L’angoscia non impedisce di agire, diceva Jean-Paul Sartre, anzi ci permette di analizzare a fondo
ogni nostra possibilità, facendo in mondo che ogni decisione sia quella giusta. 
Come abbiamo detto, nella filosofia di Jean-Paul Sartre Dio non esiste. Se Dio non esiste l’uomo è
libero, perché se Dio esistesse non sarebbe più libero. Quindi, non possono esistere delle norme
assolute, quindi nel momento in cui l’uomo afferma che Dio esiste, si illude, perché vorrebbe essere
lui stesso Dio, ma questo non è possibile. L’uomo è un Dio mancato, e quindi ogni suo tentativo di
conformarsi a Dio gli impedisce di autorealizzarsi. 
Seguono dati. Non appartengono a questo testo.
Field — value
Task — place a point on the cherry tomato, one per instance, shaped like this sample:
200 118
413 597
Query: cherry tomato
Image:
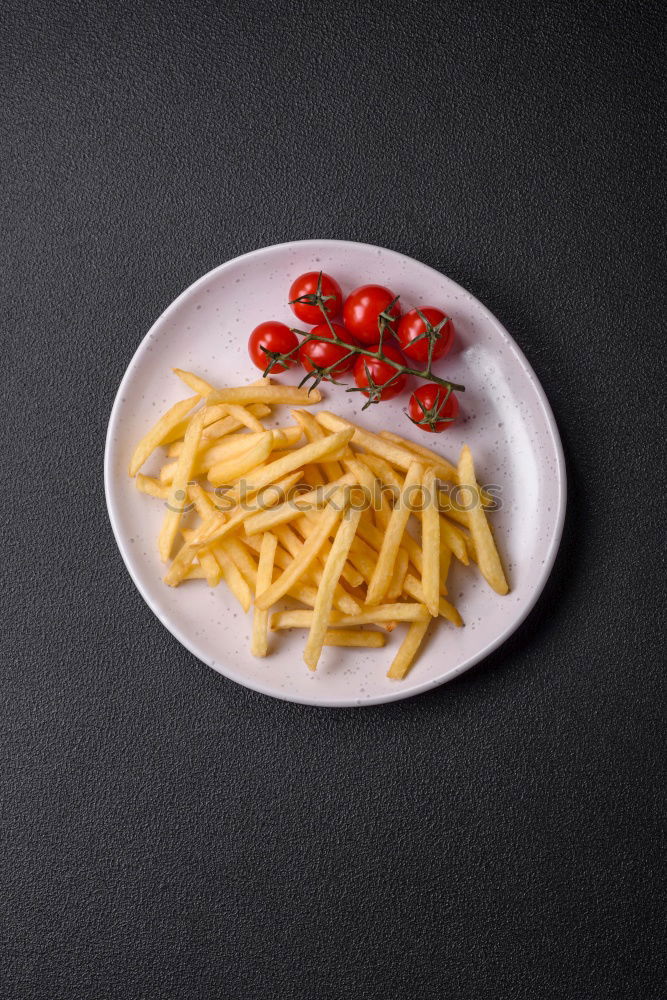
432 409
380 373
306 286
315 354
412 326
362 308
274 337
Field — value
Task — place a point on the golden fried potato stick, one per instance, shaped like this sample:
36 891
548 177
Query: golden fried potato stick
159 431
212 450
234 410
328 519
151 487
314 432
305 525
178 492
259 645
196 572
413 588
398 454
333 567
384 567
488 559
379 615
454 537
354 637
193 381
207 562
297 459
313 477
300 592
408 650
432 458
231 468
444 469
283 513
218 527
265 394
231 573
430 543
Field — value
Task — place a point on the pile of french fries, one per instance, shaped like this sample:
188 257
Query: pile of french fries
319 512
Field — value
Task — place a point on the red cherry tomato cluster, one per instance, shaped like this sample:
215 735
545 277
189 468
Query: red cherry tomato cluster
415 339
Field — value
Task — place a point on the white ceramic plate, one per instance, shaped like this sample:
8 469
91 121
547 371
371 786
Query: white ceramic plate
505 418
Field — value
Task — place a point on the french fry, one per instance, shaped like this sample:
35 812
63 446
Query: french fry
486 552
329 517
159 431
301 591
441 465
445 562
226 471
265 394
384 567
216 528
208 564
151 487
304 549
370 616
312 476
430 544
354 637
246 565
305 525
219 426
295 460
283 513
314 432
178 491
234 410
451 534
231 445
290 541
245 417
408 650
413 588
401 457
444 469
347 528
398 576
260 624
232 574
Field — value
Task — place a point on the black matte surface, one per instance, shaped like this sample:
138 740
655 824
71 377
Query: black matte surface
169 834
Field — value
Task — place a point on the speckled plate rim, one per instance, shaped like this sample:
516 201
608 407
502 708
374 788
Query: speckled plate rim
399 693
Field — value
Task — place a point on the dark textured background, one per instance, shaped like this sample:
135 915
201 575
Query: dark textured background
167 833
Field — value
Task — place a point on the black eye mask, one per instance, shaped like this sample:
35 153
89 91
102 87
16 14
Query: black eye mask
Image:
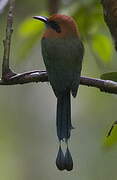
54 25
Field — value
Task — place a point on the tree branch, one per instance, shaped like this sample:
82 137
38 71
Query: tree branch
41 76
7 41
11 78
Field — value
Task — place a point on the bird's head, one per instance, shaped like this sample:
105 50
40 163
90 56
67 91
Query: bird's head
59 26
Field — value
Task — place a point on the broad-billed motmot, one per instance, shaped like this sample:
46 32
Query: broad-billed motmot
62 52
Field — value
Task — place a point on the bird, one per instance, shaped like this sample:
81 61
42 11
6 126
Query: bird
110 17
62 51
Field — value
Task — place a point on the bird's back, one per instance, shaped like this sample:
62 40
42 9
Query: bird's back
63 61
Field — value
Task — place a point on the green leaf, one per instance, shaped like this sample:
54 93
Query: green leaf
112 139
30 27
102 46
109 76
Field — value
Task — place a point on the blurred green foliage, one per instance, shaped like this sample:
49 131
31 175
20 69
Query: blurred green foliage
27 113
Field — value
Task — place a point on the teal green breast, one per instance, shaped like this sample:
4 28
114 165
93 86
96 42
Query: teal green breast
63 61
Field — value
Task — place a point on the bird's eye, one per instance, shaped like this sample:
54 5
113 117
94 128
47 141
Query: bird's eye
54 25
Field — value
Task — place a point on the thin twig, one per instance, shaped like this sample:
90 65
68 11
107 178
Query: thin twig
10 78
7 41
41 76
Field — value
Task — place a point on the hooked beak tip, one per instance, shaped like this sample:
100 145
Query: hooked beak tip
41 18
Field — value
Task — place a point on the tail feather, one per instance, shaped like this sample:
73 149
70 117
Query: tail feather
63 123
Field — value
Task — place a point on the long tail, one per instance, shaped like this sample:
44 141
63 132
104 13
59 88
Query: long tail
63 120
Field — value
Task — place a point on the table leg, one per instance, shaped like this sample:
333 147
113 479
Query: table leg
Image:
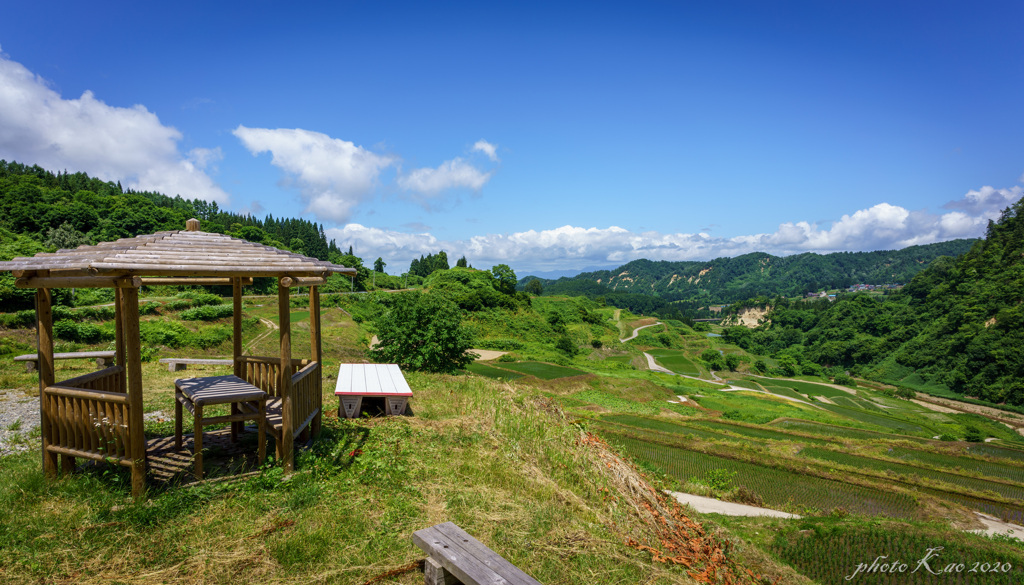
198 442
177 418
261 423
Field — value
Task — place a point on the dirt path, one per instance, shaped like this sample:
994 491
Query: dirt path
637 332
651 365
994 526
713 506
270 328
487 353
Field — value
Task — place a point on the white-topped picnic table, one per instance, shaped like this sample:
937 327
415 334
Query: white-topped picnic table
356 381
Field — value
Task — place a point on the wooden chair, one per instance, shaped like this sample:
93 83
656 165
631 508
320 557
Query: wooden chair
248 403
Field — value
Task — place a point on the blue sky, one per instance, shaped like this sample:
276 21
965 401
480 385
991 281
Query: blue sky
548 136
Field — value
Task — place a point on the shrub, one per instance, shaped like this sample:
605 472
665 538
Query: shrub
178 304
19 320
501 344
422 332
81 332
208 312
565 345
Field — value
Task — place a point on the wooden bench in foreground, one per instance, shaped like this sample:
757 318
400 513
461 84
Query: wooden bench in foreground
454 556
178 364
357 381
103 359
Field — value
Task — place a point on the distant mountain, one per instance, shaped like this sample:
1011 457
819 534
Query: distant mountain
729 280
957 325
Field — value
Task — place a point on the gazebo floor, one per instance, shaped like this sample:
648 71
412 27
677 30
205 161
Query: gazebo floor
221 458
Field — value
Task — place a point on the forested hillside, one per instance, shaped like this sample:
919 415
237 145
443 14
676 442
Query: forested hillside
46 211
729 280
956 326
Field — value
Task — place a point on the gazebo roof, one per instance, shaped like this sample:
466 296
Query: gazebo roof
179 253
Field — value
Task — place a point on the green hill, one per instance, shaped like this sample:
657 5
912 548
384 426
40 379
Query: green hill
729 280
957 326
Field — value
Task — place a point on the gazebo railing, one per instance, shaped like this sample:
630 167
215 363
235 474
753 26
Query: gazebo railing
88 417
264 373
306 394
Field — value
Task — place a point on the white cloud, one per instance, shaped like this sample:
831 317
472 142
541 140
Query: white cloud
986 200
333 175
451 174
487 149
204 158
879 227
129 144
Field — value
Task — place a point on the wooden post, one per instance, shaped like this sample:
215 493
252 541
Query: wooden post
287 424
237 426
119 339
133 373
237 334
44 343
316 348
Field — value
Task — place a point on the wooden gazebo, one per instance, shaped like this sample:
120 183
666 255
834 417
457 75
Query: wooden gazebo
99 415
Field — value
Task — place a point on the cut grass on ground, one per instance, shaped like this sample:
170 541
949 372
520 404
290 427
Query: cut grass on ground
542 370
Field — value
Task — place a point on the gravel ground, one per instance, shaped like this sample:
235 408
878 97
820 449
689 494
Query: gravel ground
18 416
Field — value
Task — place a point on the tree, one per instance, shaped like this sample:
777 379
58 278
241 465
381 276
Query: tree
65 237
422 332
504 279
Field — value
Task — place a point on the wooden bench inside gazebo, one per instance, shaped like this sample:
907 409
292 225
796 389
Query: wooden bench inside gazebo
98 416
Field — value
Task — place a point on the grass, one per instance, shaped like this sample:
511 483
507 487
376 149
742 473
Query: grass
778 488
526 487
492 372
975 484
676 361
810 388
542 370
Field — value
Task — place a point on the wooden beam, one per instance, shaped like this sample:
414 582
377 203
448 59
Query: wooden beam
44 339
171 281
291 282
206 270
133 371
78 282
287 448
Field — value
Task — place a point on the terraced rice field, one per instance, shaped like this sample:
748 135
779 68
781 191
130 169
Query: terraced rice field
676 361
977 484
993 451
657 432
898 424
758 432
778 488
989 468
829 556
491 372
841 431
784 391
542 370
809 388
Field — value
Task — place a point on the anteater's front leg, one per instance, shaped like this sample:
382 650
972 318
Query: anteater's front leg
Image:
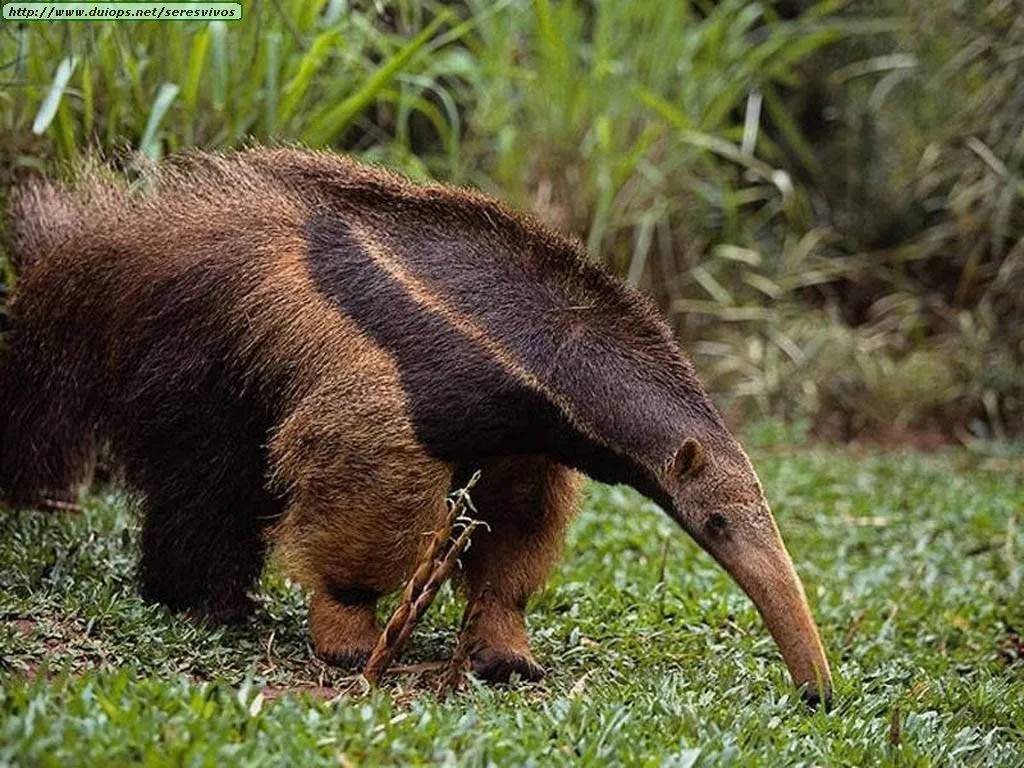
365 498
526 502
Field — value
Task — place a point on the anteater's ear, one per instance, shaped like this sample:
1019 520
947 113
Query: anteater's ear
689 459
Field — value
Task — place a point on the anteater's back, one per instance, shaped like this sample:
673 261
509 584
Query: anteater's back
222 289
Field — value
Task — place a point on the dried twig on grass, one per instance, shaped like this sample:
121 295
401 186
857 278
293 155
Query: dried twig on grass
455 672
56 505
436 565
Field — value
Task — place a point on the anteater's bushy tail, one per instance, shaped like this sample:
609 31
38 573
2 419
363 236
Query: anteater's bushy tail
40 216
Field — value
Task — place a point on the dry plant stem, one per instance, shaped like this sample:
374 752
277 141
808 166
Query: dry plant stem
441 571
436 565
55 505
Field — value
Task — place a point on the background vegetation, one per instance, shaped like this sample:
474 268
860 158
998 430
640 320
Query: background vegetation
824 197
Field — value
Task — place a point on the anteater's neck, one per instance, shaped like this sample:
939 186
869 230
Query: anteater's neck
506 339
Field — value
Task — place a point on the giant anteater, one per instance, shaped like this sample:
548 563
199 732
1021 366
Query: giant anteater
286 345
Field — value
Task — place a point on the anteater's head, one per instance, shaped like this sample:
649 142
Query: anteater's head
717 498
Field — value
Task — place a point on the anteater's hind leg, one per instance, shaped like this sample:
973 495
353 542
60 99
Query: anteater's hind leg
365 499
527 502
205 512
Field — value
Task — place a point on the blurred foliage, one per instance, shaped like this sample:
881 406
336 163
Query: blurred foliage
825 197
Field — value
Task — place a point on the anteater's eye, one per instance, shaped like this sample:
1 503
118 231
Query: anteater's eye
717 524
689 459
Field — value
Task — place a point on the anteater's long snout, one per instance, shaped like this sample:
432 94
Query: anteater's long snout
765 571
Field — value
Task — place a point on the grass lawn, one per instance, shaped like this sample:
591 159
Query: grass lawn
912 564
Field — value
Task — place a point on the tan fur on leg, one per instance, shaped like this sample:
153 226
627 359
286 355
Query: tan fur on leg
527 502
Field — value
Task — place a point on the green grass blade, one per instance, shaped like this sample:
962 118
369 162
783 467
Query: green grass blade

Quindi l’uomo deve decidere da solo e tutto è ricondotto alla responsabilità del singolo. La libertà
dell’uomo è una libertà condivisa con quella degli altri, cioè la scelta è assunzione di responsabilità
da parte di ognuno di noi. Sartre faceva un esempio: diceva che in una guerra dichiarata da altri,
nella quale mi trovo, io sono in qualche modo responsabile, perché io posso in qualche modo
sottrarmi alla guerra con la diserzione (reato militare, cioè abbandono del corpo in cui si presta
servizio) o con il suicidio. Nel momento in cui io non lo faccio, allora quella guerra diventa anche la
mia guerra. La scelta è assunzione di responsabilità. 
Scegliere, diceva Jean-Paul Sartre, significa affermare il valore delle nostre scelte, perché noi non
possiamo scegliere il male, ma scegliamo sempre il bene. E nulla può essere bene per noi senza
esserlo per tutti. Sono responsabile per me stesso e per tutti e creo una certa immagine dell’uomo
che scelgo, scegliendomi io scelgo l’uomo, diceva Sartre. L’uomo non può far a meno di scegliere,
perché l’uomo sarà ciò che ha progettato di essere.